The Next Generation of Creatives Shaping the Future of Music, Culture, and Entertainment
In partnership with MPT Agency
By Kara Markley
XTINE

Image courtesy XTINE
Most debut albums arrive with a disclaimer — the promise that the best is still to come, that the artist is still finding their voice. XTINE’s All The Ways We Loved, released recently on April 10, comes with no such caveat. The 14-track project sounds like the work of someone who has already spent years in conversation with her craft, because she has. She discovered GarageBand at 11 during a difficult school transition, and by 12 she was writing and producing her own material. Not demos. Not sketches. Fully realised songs, built from the ground up, by a kid who’d found the one thing that made sense when nothing else did. Three singles preceded the album across early 2026: “Back Then,” “Held Me Right,” and “I Remember”, each one peeling back a different layer of the emotional architecture the album would eventually reveal in full. “I Remember” opened with spare piano before building into something structurally ambitious, cycling between vulnerability and momentum, treating restraint not as a limitation but as a compositional choice. By the time the full album arrived, listeners who’d been paying attention already understood: every release was a chapter, and the story was always heading here.
Collaborations with producer Megan Wilde sharpen the sonic palette without compromising the intimacy that defines XTINE’s voice. Her delivery is grounded and precise, she doesn’t oversing, doesn’t reach for drama, and lets the emotional weight of each lyric land on its own terms. The record covers love, loss, and the complicated territory between them without romanticising any of it, the kind of honesty that only comes from someone who has never written to impress, only to process.

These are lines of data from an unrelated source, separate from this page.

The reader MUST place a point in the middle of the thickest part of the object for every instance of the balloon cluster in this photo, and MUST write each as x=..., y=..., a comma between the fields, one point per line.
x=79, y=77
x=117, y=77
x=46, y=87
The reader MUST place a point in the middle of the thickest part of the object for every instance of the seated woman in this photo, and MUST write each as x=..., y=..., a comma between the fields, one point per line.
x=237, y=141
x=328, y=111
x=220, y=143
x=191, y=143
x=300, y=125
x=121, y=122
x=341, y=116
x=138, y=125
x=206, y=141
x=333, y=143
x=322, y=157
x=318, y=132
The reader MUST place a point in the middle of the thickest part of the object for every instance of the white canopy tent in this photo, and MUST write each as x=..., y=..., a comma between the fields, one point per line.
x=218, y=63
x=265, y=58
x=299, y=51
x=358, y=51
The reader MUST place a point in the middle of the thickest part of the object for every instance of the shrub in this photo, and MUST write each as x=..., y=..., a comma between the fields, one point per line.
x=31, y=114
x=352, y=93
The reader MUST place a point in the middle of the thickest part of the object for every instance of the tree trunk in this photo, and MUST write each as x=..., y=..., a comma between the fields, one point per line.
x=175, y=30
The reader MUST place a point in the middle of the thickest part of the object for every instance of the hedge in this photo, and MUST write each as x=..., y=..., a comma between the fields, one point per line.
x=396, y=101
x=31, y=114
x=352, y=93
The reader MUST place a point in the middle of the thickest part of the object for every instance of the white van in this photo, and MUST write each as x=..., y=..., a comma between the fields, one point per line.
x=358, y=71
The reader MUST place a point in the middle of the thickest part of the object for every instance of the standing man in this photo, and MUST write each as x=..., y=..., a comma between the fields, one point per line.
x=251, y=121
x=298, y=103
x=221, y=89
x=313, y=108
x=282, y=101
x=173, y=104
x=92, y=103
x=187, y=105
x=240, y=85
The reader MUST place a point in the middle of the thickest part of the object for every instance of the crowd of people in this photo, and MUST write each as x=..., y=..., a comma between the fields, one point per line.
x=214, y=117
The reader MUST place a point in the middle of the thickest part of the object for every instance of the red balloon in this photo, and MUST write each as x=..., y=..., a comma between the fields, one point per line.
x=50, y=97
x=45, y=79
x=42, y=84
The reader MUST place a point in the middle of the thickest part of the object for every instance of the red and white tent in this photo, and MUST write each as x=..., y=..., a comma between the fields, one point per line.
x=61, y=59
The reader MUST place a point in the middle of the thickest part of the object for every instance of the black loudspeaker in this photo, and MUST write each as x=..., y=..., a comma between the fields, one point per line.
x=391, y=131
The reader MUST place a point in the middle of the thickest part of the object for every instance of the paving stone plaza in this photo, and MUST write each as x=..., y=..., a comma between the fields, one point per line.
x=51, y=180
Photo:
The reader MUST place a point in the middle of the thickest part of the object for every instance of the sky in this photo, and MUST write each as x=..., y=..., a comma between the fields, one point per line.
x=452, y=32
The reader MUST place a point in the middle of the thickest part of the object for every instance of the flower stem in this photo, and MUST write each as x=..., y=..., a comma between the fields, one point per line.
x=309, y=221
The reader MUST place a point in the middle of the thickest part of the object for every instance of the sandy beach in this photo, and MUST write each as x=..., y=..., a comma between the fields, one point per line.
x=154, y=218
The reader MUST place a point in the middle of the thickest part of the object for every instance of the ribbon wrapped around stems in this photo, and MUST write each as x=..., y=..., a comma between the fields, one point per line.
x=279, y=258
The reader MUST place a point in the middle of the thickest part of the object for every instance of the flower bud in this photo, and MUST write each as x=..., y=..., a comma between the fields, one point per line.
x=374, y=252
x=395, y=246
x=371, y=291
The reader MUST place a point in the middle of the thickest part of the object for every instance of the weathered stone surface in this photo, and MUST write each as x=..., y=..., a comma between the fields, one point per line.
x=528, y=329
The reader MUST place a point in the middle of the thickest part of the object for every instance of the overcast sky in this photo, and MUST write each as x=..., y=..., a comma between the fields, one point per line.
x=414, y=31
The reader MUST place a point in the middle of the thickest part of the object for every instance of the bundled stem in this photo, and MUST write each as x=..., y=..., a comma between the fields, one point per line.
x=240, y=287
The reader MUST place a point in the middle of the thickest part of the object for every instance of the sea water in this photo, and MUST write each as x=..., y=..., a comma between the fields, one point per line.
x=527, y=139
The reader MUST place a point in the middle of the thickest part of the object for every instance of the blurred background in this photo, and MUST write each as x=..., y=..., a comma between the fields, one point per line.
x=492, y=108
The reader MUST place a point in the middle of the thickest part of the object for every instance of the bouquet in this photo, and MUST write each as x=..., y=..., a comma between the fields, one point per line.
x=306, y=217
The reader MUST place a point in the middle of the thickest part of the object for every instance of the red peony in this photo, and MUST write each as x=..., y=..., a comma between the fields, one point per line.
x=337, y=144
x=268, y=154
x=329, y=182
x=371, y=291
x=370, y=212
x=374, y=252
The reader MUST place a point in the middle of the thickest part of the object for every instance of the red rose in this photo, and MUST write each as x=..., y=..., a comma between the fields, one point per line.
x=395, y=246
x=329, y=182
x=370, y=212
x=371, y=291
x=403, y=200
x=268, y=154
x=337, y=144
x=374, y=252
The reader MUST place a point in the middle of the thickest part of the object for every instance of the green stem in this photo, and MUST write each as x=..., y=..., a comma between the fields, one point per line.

What separates XTINE from the crowded alt-pop landscape isn’t volume, it’s intentionality. The visual world matches the music: monochrome, cinematic, emotionally controlled. In an era where most emerging artists are optimising for the algorithm, XTINE is building like she’s already been found and is now deciding exactly what to do with the attention. With All The Ways We Loved, XTINE hasn’t just introduced herself — she’s offered a clear sense of her artistic direction, with more still to come.
Lexa

Image courtesy of Lexa
Aliya Aliyeva, known as Lexa, is an Azerbaijani singer-songwriter and Berklee College of Music alumna whose career was set in motion by a single moment in primary school — when a music teacher told her, in front of her classmates, that she should never sing again. Aliyeva chose to redirect that moment outward — toward anyone who tried to define her future.
Aliyeva has since built a résumé that reflects a range of industry experience: backstage manager on a Justin Timberlake tour and a finalist in Eurovision Song Contest’s national selection. Her breakthrough single “Señora” — a cold-pitched collaboration with Spanish artist Indigo Jams — marked the shift from aspiring to operating, and established a working thesis she still lives by: “Between almost every sentence in this industry, there’s a ‘no.’ You just need a few yeses. Then everything starts moving.”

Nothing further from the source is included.